Pero cuanto más corría, más lejano se hacía el eco de la voz. Se adentró en el túnel, donde las paredes parecían moverse como sombras vivientes. Sentía una presión extraña en el pecho, como si el aire se volviera más pesado con cada paso.
De repente, un golpe seco lo detuvo en seco. La linterna iluminó algo delante de él: una figura delgada, retorcida, que parecía ser humana, pero que estaba cubierta de lo que parecía ser... tela de araña. Gustavo dio un paso atrás, aterrorizado. Los ojos vacíos de la figura lo miraban fijamente, y en un susurro ahogado, escuchó de nuevo:
—Papá...
Gustavo sintió que se desmayaba. Era Martín, pero algo no estaba bien. Su hijo estaba allí, pero su cuerpo parecía haber sido envuelto por la oscuridad misma. Sus ojos vacíos y su piel descolorida eran una visión que nunca había imaginado.
—¿Martín...? —susurró, temblando.
Pero la figura no respondió. Solo se quedó allí, observándolo, como si estuviera atrapada entre dos mundos. Las sombras alrededor de Martín comenzaron a moverse, y Gustavo se dio cuenta de que no estaban solos. Había más figuras en el túnel, más personas envueltas en esa oscuridad espesa.
—¿Qué te paso, hijo? —gritó Gustavo, intentando acercarse a su hijo.

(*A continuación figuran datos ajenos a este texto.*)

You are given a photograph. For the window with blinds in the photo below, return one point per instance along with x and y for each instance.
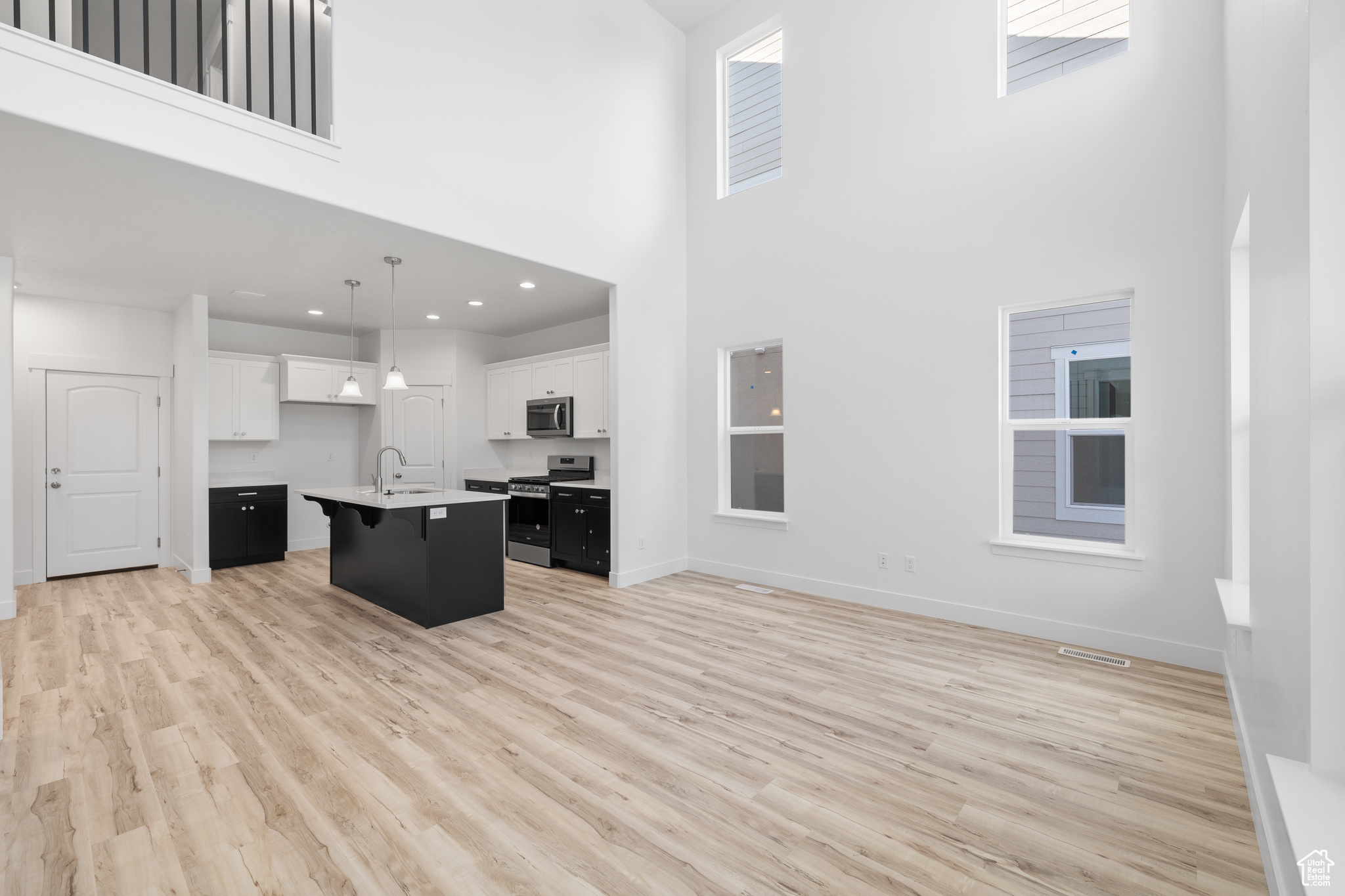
(1049, 38)
(752, 114)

Pero antes de que pudiera tocarlo, una mano fría y pesada se posó en su hombro. Al girarse, se encontró cara a cara con una sombra alta y delgada, con un rostro apenas discernible. No era humano. Los ojos vacíos de la criatura lo atravesaron, y Gustavo sintió que su cuerpo se congelaba.
—Él ya no te pertenece —dijo la sombra, con una voz que no era de este mundo.

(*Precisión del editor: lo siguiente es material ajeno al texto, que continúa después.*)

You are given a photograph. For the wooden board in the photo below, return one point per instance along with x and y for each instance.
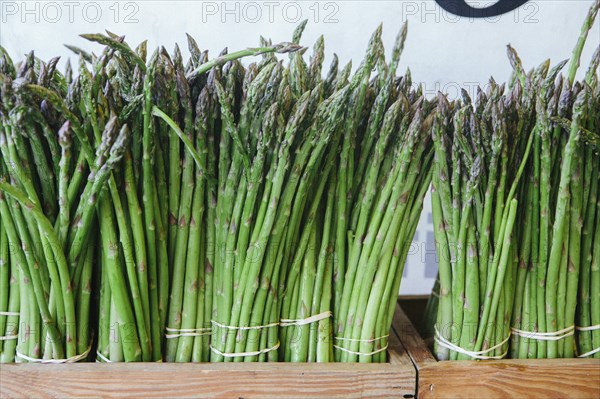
(397, 378)
(511, 378)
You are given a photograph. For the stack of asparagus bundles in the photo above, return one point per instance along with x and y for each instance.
(474, 210)
(515, 216)
(207, 210)
(555, 278)
(44, 180)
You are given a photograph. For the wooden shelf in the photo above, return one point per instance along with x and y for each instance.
(543, 378)
(397, 378)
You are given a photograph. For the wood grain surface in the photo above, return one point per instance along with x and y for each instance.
(395, 379)
(510, 378)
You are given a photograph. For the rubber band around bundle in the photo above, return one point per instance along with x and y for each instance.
(103, 359)
(590, 353)
(10, 314)
(480, 355)
(588, 328)
(308, 320)
(216, 323)
(73, 359)
(360, 353)
(187, 332)
(245, 354)
(361, 340)
(545, 336)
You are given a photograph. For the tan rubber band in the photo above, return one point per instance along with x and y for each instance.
(187, 332)
(10, 314)
(360, 353)
(589, 328)
(481, 355)
(103, 359)
(545, 336)
(244, 354)
(590, 353)
(308, 320)
(73, 359)
(361, 340)
(216, 323)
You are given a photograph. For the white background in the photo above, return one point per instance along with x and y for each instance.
(444, 52)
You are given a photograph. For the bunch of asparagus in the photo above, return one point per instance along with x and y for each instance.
(530, 156)
(207, 211)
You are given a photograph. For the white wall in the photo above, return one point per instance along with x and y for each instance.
(444, 52)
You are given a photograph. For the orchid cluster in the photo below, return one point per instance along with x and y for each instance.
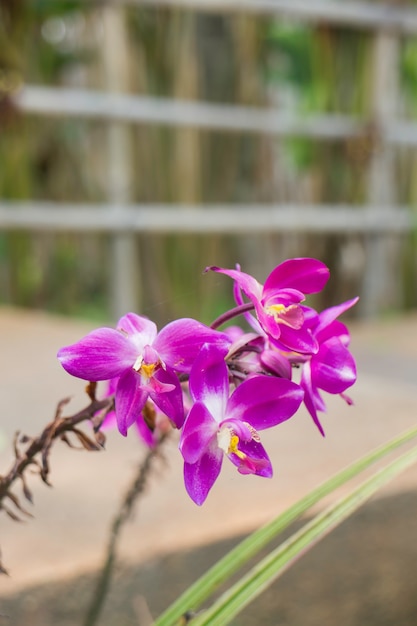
(221, 388)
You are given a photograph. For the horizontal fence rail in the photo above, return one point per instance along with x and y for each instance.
(143, 109)
(98, 105)
(204, 219)
(365, 15)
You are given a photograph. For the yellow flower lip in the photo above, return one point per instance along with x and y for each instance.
(147, 370)
(291, 315)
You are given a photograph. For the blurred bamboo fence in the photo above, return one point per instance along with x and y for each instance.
(380, 219)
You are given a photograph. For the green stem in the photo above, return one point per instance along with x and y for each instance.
(204, 587)
(271, 567)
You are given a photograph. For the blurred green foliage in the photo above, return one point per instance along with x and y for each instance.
(174, 53)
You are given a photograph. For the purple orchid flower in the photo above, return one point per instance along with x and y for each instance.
(332, 368)
(218, 424)
(144, 361)
(277, 303)
(150, 424)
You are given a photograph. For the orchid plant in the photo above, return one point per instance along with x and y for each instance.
(220, 389)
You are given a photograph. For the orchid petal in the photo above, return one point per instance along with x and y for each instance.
(333, 369)
(209, 381)
(198, 431)
(165, 390)
(145, 432)
(255, 459)
(312, 399)
(129, 401)
(102, 354)
(334, 329)
(264, 401)
(305, 274)
(246, 282)
(200, 477)
(328, 315)
(301, 340)
(179, 342)
(139, 329)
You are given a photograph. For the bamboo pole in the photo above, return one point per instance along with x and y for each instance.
(380, 285)
(124, 271)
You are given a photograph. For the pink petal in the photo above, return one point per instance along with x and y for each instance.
(209, 381)
(333, 369)
(200, 477)
(166, 392)
(140, 330)
(264, 401)
(102, 354)
(256, 459)
(247, 283)
(180, 342)
(305, 274)
(129, 401)
(312, 399)
(328, 315)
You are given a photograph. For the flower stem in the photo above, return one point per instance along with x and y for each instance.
(135, 490)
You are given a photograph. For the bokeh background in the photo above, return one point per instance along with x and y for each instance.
(338, 88)
(141, 141)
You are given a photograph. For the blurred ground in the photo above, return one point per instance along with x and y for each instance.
(64, 542)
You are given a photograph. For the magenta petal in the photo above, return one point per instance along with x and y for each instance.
(199, 430)
(276, 363)
(170, 402)
(129, 401)
(306, 275)
(179, 342)
(145, 432)
(102, 354)
(199, 477)
(334, 329)
(264, 401)
(246, 282)
(301, 340)
(134, 325)
(312, 399)
(329, 315)
(333, 368)
(209, 381)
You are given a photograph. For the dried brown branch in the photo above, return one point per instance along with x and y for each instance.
(35, 451)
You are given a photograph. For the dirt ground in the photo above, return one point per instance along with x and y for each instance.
(363, 573)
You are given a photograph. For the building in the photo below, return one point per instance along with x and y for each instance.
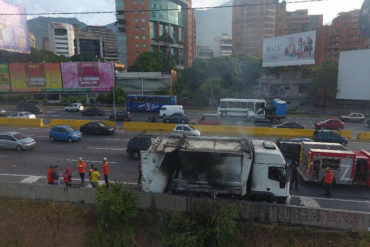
(170, 32)
(342, 35)
(223, 46)
(87, 43)
(61, 39)
(204, 52)
(32, 39)
(252, 24)
(295, 22)
(109, 38)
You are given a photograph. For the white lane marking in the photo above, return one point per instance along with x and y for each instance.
(332, 199)
(91, 161)
(31, 179)
(112, 149)
(309, 202)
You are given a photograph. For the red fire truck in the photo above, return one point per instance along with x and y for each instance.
(348, 167)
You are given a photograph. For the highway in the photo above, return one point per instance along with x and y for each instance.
(30, 166)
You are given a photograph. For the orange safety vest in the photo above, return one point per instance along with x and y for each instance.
(81, 166)
(105, 168)
(329, 177)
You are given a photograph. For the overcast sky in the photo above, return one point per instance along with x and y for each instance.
(330, 8)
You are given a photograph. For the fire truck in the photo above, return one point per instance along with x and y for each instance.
(348, 167)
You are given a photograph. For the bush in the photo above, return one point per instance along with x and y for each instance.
(208, 225)
(117, 214)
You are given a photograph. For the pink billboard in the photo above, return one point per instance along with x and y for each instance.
(95, 76)
(13, 28)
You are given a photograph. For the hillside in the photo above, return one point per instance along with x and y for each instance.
(212, 23)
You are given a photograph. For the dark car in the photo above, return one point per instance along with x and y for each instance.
(331, 124)
(96, 128)
(139, 143)
(290, 125)
(29, 107)
(93, 111)
(329, 136)
(176, 118)
(121, 116)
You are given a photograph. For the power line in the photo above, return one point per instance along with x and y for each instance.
(157, 10)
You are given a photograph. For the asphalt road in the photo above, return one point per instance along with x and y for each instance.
(30, 166)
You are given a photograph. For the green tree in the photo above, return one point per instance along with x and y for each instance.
(325, 86)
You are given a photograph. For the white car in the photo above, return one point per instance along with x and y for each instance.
(186, 129)
(74, 107)
(23, 114)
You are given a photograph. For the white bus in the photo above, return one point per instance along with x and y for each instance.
(240, 107)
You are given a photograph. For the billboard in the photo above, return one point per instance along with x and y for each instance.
(35, 77)
(13, 28)
(289, 50)
(4, 78)
(94, 76)
(353, 75)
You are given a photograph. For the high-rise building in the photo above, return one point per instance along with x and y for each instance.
(172, 32)
(342, 35)
(253, 23)
(295, 22)
(223, 45)
(61, 39)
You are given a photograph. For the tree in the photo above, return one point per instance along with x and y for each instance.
(325, 87)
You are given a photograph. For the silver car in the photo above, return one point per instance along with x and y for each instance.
(15, 140)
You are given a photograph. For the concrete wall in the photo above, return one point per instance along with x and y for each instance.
(259, 212)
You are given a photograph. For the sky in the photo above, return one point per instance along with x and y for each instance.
(330, 8)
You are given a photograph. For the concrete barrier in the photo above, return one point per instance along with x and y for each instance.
(22, 122)
(259, 212)
(363, 136)
(228, 130)
(76, 124)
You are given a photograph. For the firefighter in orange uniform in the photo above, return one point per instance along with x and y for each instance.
(328, 181)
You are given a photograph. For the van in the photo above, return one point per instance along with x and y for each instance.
(168, 110)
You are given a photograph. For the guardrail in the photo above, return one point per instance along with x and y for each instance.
(22, 122)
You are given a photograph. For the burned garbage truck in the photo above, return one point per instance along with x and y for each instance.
(252, 169)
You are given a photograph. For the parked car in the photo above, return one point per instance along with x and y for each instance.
(29, 107)
(93, 111)
(186, 129)
(353, 117)
(139, 143)
(2, 112)
(97, 128)
(176, 118)
(329, 136)
(23, 115)
(168, 110)
(121, 116)
(15, 140)
(74, 107)
(209, 119)
(331, 124)
(290, 125)
(64, 133)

Gustavo intentó correr, pero sus piernas no respondían. El miedo lo había paralizado por completo. Las sombras lo rodeaban, cada una con un rostro distinto, algunas con expresiones de dolor, otras con miradas vacías. Eran los restos de aquellos que, como su hijo, habían quedado atrapados en esa estación maldita.
Con un último esfuerzo, logró soltarse y corrió de vuelta hacia el andén, dejando atrás los susurros y las sombras que lo perseguían. Sentía la presencia de las criaturas detrás de él, pero no se atrevía a mirar atrás. Solo quería escapar.